What were the other fellows doing up there in the middle of the field? It was the funniest foot-ball game I had ever seen. Every time the ball was put in play, there would be a long pause, to find out what next to do. Both teams would all gather round Carl Smith and he would expound the law to them out of his manual of rules. And from where I sat on my lichened rock, I could hear much dispute and often loud words. The warm afternoon sped on. Nothing happened to distract my attention. The discussing became a sort of monotonous drone to me. I felt drowsy and nearly tumbled off my rock. So I played mumbley-peg for a while.
Finally, as it was nearing supper-time, I shouted that “if they were not going to give me a chance at that ball, I was going home.” So, off I meandered down Pearl Street. If a touch-down was afterwards made through my having abandoned my post, I do not know. I never even inquired. And as Carl left for the east in a few days and took his precious pig-skin with him, nothing more about foot-ball was broached. I graduated in June of 1892 without any farther experimental knowledge of the game, and was quite unprepared for the shock i met with at Harvard in the fall of that same year, where foot-ball was the Tsar of sports and the games with Yale and Princeton and Pennsy were climacteric occasions.

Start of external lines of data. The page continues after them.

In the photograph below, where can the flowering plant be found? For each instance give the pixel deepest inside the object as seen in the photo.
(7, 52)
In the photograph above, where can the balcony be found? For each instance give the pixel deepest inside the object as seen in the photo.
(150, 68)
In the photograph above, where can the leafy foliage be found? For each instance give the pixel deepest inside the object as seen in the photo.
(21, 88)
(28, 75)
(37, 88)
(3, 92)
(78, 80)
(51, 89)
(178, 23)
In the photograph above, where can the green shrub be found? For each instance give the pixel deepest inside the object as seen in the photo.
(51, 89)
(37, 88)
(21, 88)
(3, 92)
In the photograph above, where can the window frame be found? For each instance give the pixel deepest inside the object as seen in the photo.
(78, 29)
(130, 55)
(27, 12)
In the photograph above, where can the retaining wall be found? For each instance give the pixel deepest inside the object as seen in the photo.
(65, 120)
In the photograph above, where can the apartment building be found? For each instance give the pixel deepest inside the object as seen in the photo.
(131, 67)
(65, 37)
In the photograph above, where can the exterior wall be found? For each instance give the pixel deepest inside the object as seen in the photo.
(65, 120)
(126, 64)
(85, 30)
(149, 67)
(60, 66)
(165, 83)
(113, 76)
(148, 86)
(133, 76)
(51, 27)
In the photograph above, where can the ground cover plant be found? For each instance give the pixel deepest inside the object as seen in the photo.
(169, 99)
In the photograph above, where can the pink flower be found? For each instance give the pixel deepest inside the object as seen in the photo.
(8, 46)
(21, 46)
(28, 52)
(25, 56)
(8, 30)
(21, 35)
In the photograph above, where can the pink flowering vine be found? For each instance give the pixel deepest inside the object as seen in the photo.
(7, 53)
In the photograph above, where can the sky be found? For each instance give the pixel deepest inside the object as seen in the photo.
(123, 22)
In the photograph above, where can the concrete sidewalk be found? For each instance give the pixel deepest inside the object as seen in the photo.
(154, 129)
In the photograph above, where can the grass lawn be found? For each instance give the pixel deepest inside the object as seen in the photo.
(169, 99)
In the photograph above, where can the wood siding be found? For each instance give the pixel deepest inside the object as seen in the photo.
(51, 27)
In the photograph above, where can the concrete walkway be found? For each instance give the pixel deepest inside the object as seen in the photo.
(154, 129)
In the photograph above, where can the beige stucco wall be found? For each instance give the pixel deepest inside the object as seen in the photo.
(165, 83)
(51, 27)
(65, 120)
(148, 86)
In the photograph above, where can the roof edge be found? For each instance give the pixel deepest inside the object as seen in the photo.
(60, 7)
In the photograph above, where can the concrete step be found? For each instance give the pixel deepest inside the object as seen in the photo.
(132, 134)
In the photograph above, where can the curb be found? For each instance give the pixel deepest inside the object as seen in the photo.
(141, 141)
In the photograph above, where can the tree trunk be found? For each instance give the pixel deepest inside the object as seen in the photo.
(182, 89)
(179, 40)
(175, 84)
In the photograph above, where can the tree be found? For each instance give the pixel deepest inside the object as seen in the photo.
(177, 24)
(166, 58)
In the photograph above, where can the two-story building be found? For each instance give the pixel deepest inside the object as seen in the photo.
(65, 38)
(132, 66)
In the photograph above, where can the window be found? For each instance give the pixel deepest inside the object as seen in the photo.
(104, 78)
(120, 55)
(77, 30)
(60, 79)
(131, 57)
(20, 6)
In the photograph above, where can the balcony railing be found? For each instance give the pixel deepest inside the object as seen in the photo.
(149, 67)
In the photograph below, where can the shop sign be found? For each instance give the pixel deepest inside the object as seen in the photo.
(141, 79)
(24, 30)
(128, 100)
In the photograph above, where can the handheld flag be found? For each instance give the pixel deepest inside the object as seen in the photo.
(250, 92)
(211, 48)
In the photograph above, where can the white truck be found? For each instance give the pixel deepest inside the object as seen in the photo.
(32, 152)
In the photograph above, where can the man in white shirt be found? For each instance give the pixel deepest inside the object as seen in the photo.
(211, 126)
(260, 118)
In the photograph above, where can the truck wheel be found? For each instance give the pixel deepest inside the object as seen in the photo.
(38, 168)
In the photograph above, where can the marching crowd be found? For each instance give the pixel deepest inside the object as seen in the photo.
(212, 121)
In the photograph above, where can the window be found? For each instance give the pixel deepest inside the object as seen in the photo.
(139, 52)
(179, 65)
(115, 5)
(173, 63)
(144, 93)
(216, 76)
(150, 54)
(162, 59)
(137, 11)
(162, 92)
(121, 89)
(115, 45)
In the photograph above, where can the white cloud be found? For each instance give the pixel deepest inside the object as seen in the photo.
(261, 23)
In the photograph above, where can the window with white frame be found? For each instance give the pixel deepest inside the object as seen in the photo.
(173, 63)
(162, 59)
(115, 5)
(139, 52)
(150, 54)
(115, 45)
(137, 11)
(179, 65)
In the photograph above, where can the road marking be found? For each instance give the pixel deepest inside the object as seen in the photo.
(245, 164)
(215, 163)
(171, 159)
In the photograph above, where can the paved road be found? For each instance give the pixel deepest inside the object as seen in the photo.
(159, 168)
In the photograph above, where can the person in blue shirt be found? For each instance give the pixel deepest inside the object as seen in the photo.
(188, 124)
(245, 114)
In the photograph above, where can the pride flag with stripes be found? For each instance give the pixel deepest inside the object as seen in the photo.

I am confounded by my own failure to recall a single other participant in that scrimmage behind the Butte. Judge Potter was probably not there. He was not athletically inclined, if I remember his student days and, besides, he was wearing a silky beard which fell almost to his waistline. Ed Orton may have been in the fray. He was be-whiskered too, but i do not think he would have counted it an alibi. Darwin Yoran, our Hon. ex-Mayor and now our Hon. Postmaster, could have been there. His long legs were admirably adapted to end runs. And Clyde Patterson – were you there, Clyde? So long absent from Eugene, but lately returned to the scene of your former escapades: maker of skiffs to ply our stumpful Mill Race, rider of a bicycle whose front wheel had the hub-spokes, felloes, and tire of a farmer’s truck-wagon, such that, when you started down Eleventh Avenue on the loose board walks, we knew it was you and not a typhoon – into all sorts of scrapes and out just as soon – you surely could not have missed that game back of Skinner’s. And Herbert Condon, now indispensable Comptroller of the University of Washington, owner of a similar wheel but painted a different hue – were you delivering Morning Oregonians that afternoon on your real flesh-and-blond pony – the pony on whose back you used to stand when lighting our old-fashioned kerosene streetlamps – or did you yield to temptation and ditch your bundle of papers under a sidewalk until you had played the game?
Well, this is much like speaking through a microphone. I hope someone will hear my appeal. So, boys, now all together! – WE WANT OUR O.